Sono confermate le aliquote della nuova IMU per l'annualità di imposta 2021 (deliberazione Consiglio Comunale n. 3 del 19/02/2021)

Cliccare qui per Calcolatore IMU 2021 Comune di Bagni di Lucca

Esenzione IMU relativamente all’acconto 2021

L’esenzione riguarda i soggetti passivi che risultano “titolari di partita IVA, residenti o stabiliti nel territorio dello Stato, che svolgono attività d’impresa, arte o professione o producono reddito agrario; soggetti titolari di reddito agrario di cui all’articolo 32 del TUIR”.

Sono necessarie due condizioni:

-         i soggetti passivi devono esercitare le attività di cui devono essere anche gestori, quindi i proprietari o titolari di altri diritti di godimento sugli immobili devono gestire direttamente gli immobili oggetto d’imposta;

-         i ricavi medi mensili del 2020 devono risultare inferiori di almeno il 30%, rispetto ai ricavi medi mensili registrati nel 2019.

Come per le precedenti misure adottate dall’inizio dell’emergenza sanitaria generata dal COVID-19, l’agevolazione IMU deve essere conforme alle previsioni in materia di aiuti di Stato, nel rispetto della Comunicazione della Commissione europea del 19 marzo 2020 C(2020).

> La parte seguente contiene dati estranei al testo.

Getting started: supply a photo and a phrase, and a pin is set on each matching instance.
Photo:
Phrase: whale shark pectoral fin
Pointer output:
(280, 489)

 L’esenzione IMU per la prima rata 2021, introdotta a seguito delle richieste di ANCI, si affianca a quelle già approvate dall’ultima legge di bilancio (art. 1, comma 599 della Legge n. 178/2020) a favore dei settori economici che hanno subito i maggiori disagi originati dalla pandemia ancora non superata.

 Le imprese agricole, titolari di reddito d’impresa o di reddito agrario  sono esonerati dal versamento dell’acconto IMU per i fabbricati rurali strumentali posseduti, ossia per le unità immobiliari destinate alle attività di cui all’art. 9, comma 3-bis, del D.L. n. 557/1993.

 Nel dettaglio, i soggetti passivi interessati devono essere titolari di partita IVA, risultante attiva alla data del 23 marzo 2021.

 A tale requisito si unisce il calo di fatturato, che dovrà risultare almeno pari al 30% della media mensile di fatturato registrato nel corso del 2020, rispetto alla media mensile del medesimo parametro realizzato nel 2019.

Esiste poi una ulteriore condizione, ossia che il soggetto passivo non abbia superato l’ammontare di 10 milioni di euro di ricavi e compensi nell’anno d’imposta 2019.

Tuttavia, per coloro che hanno aperto la partita IVA dopo il 31 dicembre 2018, non è rilevante il requisito del calo di fatturato.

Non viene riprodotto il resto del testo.